On top of the headland itself there is an elegant lighthouse. As northern sailors David and I are used to lighthouses that are tall grey granite cylinders. This one is a cream-coloured Mediterranean palace with palm trees on either side. The charm of this stretch of coast is further enhanced by the fact that for some miles now the land above us has smelled of warm cinnamon.
Down on the water, meanwhile, the humid air hangs like grey gauze in the airless morning. The heat is almost tangible. And all around us small wooden fishing boats, painted in primary colours, loll motionless on a flat shiny sea.
30
Lagos
We enter Lagos Harbour at noon, pass the fishing dock and aim for the marina’s reception pontoon, where a trim Portuguese girl in a beige safari suit and a shoulder bag supervises the stocky youth tying us up.
‘Wow!’ I say. ‘There’s efficient.’
When the youth has finished the girl tells David to go and register at the marina office. Once we have registered, she says, the swing bridge will be opened for us and we can go inside the marina and tie up to the berth we are allocated.
We have been warned that the Portuguese are keen on officialdom and paperwork. No other EU country seems to be interested in the movement of Eu
ropeans and European-registered boats except Portugal although so far, despite being in Portuguese waters for over a week, no-one has approached us. According to the literature, Lagos boasts a fast-track procedure. At other Portuguese marinas checking in often takes several hours.

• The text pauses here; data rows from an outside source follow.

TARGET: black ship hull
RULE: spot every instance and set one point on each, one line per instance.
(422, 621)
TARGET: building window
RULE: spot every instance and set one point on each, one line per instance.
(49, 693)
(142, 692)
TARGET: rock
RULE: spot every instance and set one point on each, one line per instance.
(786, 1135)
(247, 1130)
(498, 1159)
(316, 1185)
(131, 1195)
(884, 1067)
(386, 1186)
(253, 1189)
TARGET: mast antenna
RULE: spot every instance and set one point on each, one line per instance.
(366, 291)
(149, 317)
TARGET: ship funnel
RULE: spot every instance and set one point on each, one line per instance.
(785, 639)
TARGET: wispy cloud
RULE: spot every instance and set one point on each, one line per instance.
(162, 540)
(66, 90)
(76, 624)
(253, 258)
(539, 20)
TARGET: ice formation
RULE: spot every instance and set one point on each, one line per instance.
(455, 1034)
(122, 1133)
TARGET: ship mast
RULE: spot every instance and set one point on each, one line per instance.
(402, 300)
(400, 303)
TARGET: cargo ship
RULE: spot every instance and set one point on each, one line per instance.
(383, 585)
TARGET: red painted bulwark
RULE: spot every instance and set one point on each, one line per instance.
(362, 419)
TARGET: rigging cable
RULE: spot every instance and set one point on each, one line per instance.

David is gone a long time. He is hot and dishevelled when he returns. The report that follows is as he gave it.
It was a very long counter, he says, divided off into four sections. The first was Marina Administration. A woman in her late 20s, blue and white uniform, mini-skirt, black stockings with suspenders, stilettos, rubber truncheon, torch in the eyes. She wanted our home address, date of birth (both of us), the date our passports were issued, our ship’s registration papers, where we’ve come from, port of registry, our Small Ships Registration number, engine number and mast height.
I hold a cold compress to his forehead and he revives a little.
It just went on and on, he mumbles. The security code on our credit cards, pin numbers, past life experiences, the colour of our upholstery, which football team I support.
After Marina Administration had finished with him, he and our documents had been slid along the counter to Customs – a swarthy man with a cigarette in the corner of his mouth.
Have a cigarette, Tommy. They all talk in the end, you know. Resistance is useless.
Then Immigration and finally the Maritime Police (Coast-guard).
‘And the good news?’ I say.
‘E51 and 52,’ he says. ‘The whole finger, and someone will help us in.’